Kennedy’s colleagues were shocked and saddened. Margaret was devastated, unable to believe that her husband of twenty-four years had been drinking heavily without her knowledge. His daughter Rachel, inconsolable, was not able to comprehend that she’d never see her dad again. Everyone agreed that the job stress must have finally caught up with him, pushing him towards alcohol as a coping mechanism that he’d hidden from everyone who loved him.

The official report was straightforward: DS Malcolm Kennedy, forty-seven, died in a single-vehicle accident caused by drunk driving. Blood alcohol content three times the legal limit. His funeral was well attended, the chief constable sent a wreath, and colleagues spoke about the dangers of job-related stress and the importance of seeking help before it was too late.

But there was one person who knew it was a lie. Sophie Boyd instantly understood that she was responsible for this…

18

PRESENT DAY

Wednesday

The drive to Fettes station took Brodie through the morning Edinburgh traffic, past the rugby fields at Goldenacre and along Ferry Road to the modernist concrete structure that housed Fettes station. He’d been up since five, his mind still processing everything his sister Moira had told him about staging heart attacks and the implications for Mark Finlay’s death.

Fettes was busier than the Fife station Brodie had been working from, with the constant flow of personnel that came with being a major administrative hub. He made his way up to the MIT offices, where Detective Superintendent Rob Cross had said he’d meet him.

Cross was in his office, door open, working through what looked like budget reports with the kind of expression that suggested he’d rather be on a golf course, even though he didn’t play golf. He looked up as Brodie appeared in the doorway.

‘Here’s the late shift,’ Cross said with a grin.

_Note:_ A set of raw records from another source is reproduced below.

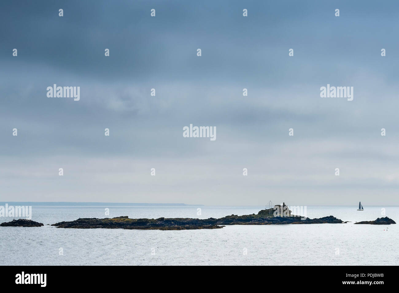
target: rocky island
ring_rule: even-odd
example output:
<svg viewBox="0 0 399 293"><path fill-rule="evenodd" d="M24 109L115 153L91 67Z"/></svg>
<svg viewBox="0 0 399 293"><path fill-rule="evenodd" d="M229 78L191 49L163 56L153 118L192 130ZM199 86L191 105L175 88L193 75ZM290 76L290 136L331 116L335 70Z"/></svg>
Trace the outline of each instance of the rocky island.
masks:
<svg viewBox="0 0 399 293"><path fill-rule="evenodd" d="M109 219L86 218L71 222L61 222L51 226L57 228L83 229L139 229L141 230L182 230L194 229L217 229L222 228L216 224L217 219L205 219L185 218L130 219L127 216Z"/></svg>
<svg viewBox="0 0 399 293"><path fill-rule="evenodd" d="M112 219L105 218L79 218L70 221L53 224L57 228L93 229L138 229L140 230L182 230L198 229L219 229L226 225L273 225L305 224L342 224L347 223L333 216L318 219L309 219L292 214L288 206L283 203L274 208L260 211L257 214L239 216L232 215L223 218L207 219L191 218L158 218L158 219L130 219L127 216ZM396 224L387 217L378 218L374 221L359 222L355 224L390 225ZM30 220L20 219L0 224L2 226L39 227L41 223Z"/></svg>
<svg viewBox="0 0 399 293"><path fill-rule="evenodd" d="M387 217L385 218L377 218L373 221L363 221L358 222L354 224L370 224L372 225L390 225L391 224L396 224L396 223L389 219Z"/></svg>
<svg viewBox="0 0 399 293"><path fill-rule="evenodd" d="M283 207L287 207L283 205ZM279 208L280 206L278 206ZM141 230L181 230L195 229L218 229L225 225L271 225L289 224L337 224L344 222L329 216L319 219L310 219L292 215L289 210L285 214L276 215L273 209L263 209L256 215L242 216L232 215L219 219L207 219L190 218L159 218L153 219L130 219L127 216L110 219L78 219L70 222L61 222L52 226L57 228L90 229L139 229Z"/></svg>
<svg viewBox="0 0 399 293"><path fill-rule="evenodd" d="M44 225L42 223L35 222L32 220L19 219L18 220L13 220L11 222L5 222L0 224L0 226L2 227L40 227Z"/></svg>

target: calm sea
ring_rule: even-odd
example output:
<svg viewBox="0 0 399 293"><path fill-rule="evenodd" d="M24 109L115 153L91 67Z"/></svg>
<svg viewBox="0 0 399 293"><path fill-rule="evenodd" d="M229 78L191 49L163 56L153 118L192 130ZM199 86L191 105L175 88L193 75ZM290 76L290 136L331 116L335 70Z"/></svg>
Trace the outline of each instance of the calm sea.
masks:
<svg viewBox="0 0 399 293"><path fill-rule="evenodd" d="M257 213L262 207L33 206L41 227L0 227L0 258L7 265L396 265L399 224L354 225L399 207L309 207L307 216L333 215L343 224L233 225L182 231L64 229L47 224L78 218L219 218ZM201 215L198 215L198 208ZM12 218L0 218L0 222ZM62 252L62 254L61 253Z"/></svg>

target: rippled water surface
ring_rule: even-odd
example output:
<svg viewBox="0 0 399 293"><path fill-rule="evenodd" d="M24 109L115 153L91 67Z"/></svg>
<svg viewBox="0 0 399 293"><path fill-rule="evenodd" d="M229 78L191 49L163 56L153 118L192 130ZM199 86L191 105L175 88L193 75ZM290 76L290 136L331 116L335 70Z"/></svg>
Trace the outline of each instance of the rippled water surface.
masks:
<svg viewBox="0 0 399 293"><path fill-rule="evenodd" d="M227 226L182 231L65 229L47 224L78 218L219 218L257 213L261 207L32 207L41 227L0 227L3 265L397 265L399 224L354 225L399 207L308 207L307 216L342 224ZM1 217L0 222L12 218ZM388 228L387 230L387 228ZM62 248L63 254L59 253Z"/></svg>

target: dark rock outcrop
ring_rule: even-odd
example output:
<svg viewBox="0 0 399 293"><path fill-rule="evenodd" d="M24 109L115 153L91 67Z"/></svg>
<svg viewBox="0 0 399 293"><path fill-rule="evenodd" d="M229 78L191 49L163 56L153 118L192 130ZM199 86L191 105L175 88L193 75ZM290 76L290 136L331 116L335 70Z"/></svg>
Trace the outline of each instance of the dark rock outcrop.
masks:
<svg viewBox="0 0 399 293"><path fill-rule="evenodd" d="M13 220L11 222L4 222L0 224L0 226L2 227L40 227L44 225L41 223L35 222L32 220L20 219Z"/></svg>
<svg viewBox="0 0 399 293"><path fill-rule="evenodd" d="M373 221L363 221L358 222L354 224L370 224L372 225L390 225L391 224L396 224L394 221L389 219L387 217L385 218L377 218Z"/></svg>
<svg viewBox="0 0 399 293"><path fill-rule="evenodd" d="M194 229L217 229L217 219L205 219L184 218L130 219L127 216L112 219L78 219L70 222L61 222L52 226L57 228L78 229L139 229L141 230L182 230Z"/></svg>

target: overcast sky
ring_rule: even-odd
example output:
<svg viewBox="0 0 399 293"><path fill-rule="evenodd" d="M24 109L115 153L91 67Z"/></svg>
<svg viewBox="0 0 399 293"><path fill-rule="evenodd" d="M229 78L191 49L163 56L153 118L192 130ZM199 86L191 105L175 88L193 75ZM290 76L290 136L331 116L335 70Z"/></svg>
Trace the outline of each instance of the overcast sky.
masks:
<svg viewBox="0 0 399 293"><path fill-rule="evenodd" d="M0 201L399 204L399 4L334 2L2 1Z"/></svg>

‘I was working the late shift last night when I was confirmingsomething for this case you threw me into in Fife,’ Brodie replied, settling into the chair across from Cross’s desk.

‘Ah, yes, The Embalmer. Nasty business.’ Cross’s expression turned more serious. ‘You better watch out for yourself, Liam. From what I’m hearing, this case has a habit of making people disappear.’

‘That’s why I’m here. We need another body on the ground.’ Brodie pulled out his phone, checking his notes. ‘DC Morven Fraser is still in Greece, and we’re a team member short for the amount of ground we need to cover.’